Since the change began in Kansas City on Nov. 15, the single-boat Argosy Riverside Casino is pacing the local market with a 27 percent increase in revenue and a 47 percent jump in admissions.
The Flamingo Hilton Casino has a 23 percent growth in revenue and a 64 percent jump in admissions.
The problem for the large casinos is that their relatively modest increases in admissions -- 27 percent for Harrah's North Kansas City Casino & Hotel and 23 percent for Station Casino Kansas City -- are outrunning almost flat revenue growth of 3 percent and 1 percent.
"The net effect is we are paying a lot more taxes for the same revenue," said John V. Finamore, Station's Midwest president. "Open boarding has been a success for the guest. It's been a success for the state and for all the recipients of our taxes.
"But for the two-boat operators, it is not a success. It is not a windfall. It is a cause for concern."

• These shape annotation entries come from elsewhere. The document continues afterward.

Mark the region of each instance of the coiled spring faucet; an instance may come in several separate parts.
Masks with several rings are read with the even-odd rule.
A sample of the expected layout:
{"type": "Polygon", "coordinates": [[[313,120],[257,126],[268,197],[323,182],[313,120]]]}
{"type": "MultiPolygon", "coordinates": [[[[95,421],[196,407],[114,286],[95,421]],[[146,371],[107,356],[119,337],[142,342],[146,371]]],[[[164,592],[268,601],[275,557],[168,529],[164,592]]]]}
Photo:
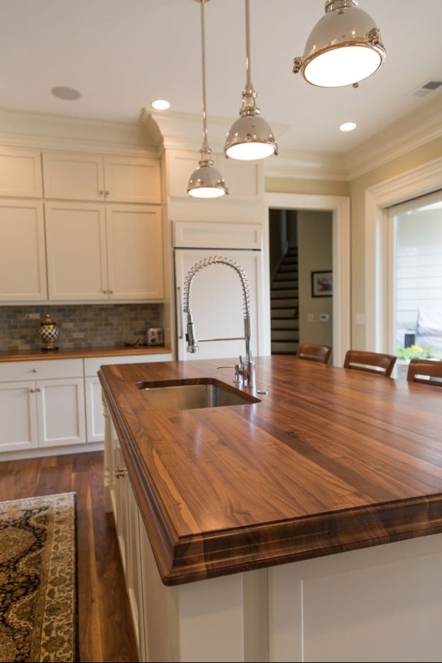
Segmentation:
{"type": "MultiPolygon", "coordinates": [[[[199,350],[198,338],[195,331],[195,325],[192,314],[192,285],[193,280],[199,272],[209,264],[225,264],[234,269],[240,277],[243,287],[243,313],[244,313],[244,340],[245,341],[245,359],[240,357],[239,364],[235,366],[236,379],[241,381],[243,386],[255,386],[255,362],[252,360],[250,350],[251,339],[251,316],[250,316],[250,288],[244,269],[231,258],[221,255],[211,255],[197,262],[189,269],[184,279],[184,306],[183,311],[187,313],[187,351],[188,352],[197,352],[199,350]]],[[[204,340],[231,340],[233,339],[206,338],[204,340]]],[[[202,339],[201,339],[202,340],[202,339]]]]}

During the past two weeks, Station's gross revenue from gamblers' losing bets has grown by about $81,000 from the same period in 1998. But Station must pay about $167,000 more in taxes and fees to the state and local governments on that increase.
Those payments include a straight 20 percent tax on the revenue, plus a $2 head tax for each of the 75,000 additional admissions logged during the period.
Before the change, gamblers had to wait up to 75 minutes to enter a one-boat casino. Twin-boat operations had cut the wait to 15 minutes with staggered boarding times, routinely attracting business away from smaller operators.
Oberkirsch said most new admissions statewide were being recorded during the time spans when boarding had been prohibited - the final 75 minutes of each two-hour boarding session, which technically is still in place.
Cruise times are still in effect under open boarding because gamblers are still limited to buying no more than $500 in chips or gambling tokens during a two-hour session. Monitoring is done through personalized electronic swipe cards that track players' entries, cash buy-ins and betting habits pegged to the old timetables.
In an extreme example, that means a patron can now enter a casino during the final minute of a two-hour session and remain on board for just a few minutes, causing the casino to pay the state's $2-per-cruise head tax twice. If the patron stays for more than two hours, a third $2 head tax is charged, and so on.
"Fourteen days of data is not enough data for our staff to make any type of meaningful analysis," said Mel Fisher, the commission's executive director. "But we are pleased with the positive results so far."
Finamore begs to differ. "The one-boat operators are loving it," he said. "It's all they had hoped for. The Gaming Commission says open boarding is a success. From our point of view, that is just not true."
For Jack Bonar, director of marketing for Argosy Riverside Casino, it's a matter of fairness.
"With the old boarding time structures, we were at a disadvantage," he said. "This puts us on a more even competitive playing field."
Projected over 30 days, admissions at Kansas City's four riverboat casinos would top 2 million for the first time ever.
Revenue would reach $42.9 million -- tying the second-largest month in local riverboat gambling history.
In addition to greater admissions that can count players more than once, open boarding has attracted more players. According to the two-week report, total admissions represented 50,000 more people than the same period last year. Some of those could be the same people visiting a casino on different days.
After 30 days of open boarding in St. Louis this summer, eastern Missouri casinos saw similar jumps in admissions, collectively up 45 percent, while gross revenue ballooned 10 percent.